Reference
Creech, T. G., Williamson, M. A., Sesnie, S. E., Rubin, E. S., Cayan, D. R., & Fleishman, E. (2023). Effects of Changing Climate Extremes and Vegetation Phenology on Wildlife Associated with Grasslands in the Southwestern United States. Environmental Research Letters, 18(10), 104028. https://doi.org/10.1088/1748-9326/acf8db
Abstract
Assessments of the potential responses of animal species to climate change often rely on correlations between long-term average temperature or precipitation and species’ occurrence or abundance. Such assessments do not account for the potential predictive capacity of either climate extremes and variability or the indirect effects of climate as mediated by plant phenology. By contrast, we projected responses of wildlife in desert grasslands of the southwestern United States to future climate means, extremes, and variability and changes in the timing and magnitude of primary productivity.
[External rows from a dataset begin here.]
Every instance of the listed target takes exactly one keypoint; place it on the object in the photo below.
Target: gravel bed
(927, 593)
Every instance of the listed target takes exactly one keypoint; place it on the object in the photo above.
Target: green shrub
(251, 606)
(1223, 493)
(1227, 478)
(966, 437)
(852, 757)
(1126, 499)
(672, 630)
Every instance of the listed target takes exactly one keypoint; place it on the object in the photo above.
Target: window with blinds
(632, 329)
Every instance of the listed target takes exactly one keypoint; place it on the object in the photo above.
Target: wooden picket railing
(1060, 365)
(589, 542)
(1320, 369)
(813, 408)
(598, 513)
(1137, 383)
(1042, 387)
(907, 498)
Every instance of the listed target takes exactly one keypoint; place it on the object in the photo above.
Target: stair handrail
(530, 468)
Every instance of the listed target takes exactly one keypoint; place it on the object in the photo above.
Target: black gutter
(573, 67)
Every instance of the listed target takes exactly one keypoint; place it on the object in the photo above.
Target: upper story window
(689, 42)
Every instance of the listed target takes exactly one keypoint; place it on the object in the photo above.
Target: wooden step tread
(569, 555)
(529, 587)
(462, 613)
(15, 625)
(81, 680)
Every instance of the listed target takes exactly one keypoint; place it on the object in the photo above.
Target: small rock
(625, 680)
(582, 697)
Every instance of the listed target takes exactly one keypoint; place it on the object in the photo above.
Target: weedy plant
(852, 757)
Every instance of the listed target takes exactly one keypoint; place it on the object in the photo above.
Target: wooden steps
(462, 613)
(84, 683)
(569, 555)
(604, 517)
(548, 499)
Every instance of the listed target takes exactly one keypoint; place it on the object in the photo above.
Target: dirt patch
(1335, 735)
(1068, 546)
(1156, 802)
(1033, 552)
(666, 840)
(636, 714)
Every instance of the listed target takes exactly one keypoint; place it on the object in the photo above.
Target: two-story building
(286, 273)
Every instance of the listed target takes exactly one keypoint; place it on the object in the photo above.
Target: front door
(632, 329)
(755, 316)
We used historical climate data and remotely sensed phenology metrics to develop predictive models of climate-phenology relations and to project phenology given anticipated future climate. We used wildlife survey data to develop models of wildlife-climate and wildlife-phenology relations. Then, on the basis of the modeled relations between climate and phenology variables, and expectations of future climate change, we projected the occurrence or density of four species of management interest associated with these grasslands: Gambel’s Quail (Callipepla gambelii), Scaled Quail (Callipepla squamat), Gunnison’s prairie dog (Cynomys gunnisoni), and American pronghorn (Antilocapra americana). Our results illustrated that climate extremes and plant phenology may contribute more to projecting wildlife responses to climate change than climate means. Monthly climate extremes and phenology variables were influential predictors of population measures of all four species. For three species, models that included climate extremes as predictors outperformed models that did not include extremes. The most important predictors, and months in which the predictors were most relevant to wildlife occurrence or density, varied among species. Our results highlighted that spatial and temporal variability in climate, phenology, and population measures may limit the utility of climate averages-based bioclimatic niche models for informing wildlife management actions, and may suggest priorities for sustained data collection and continued analysis.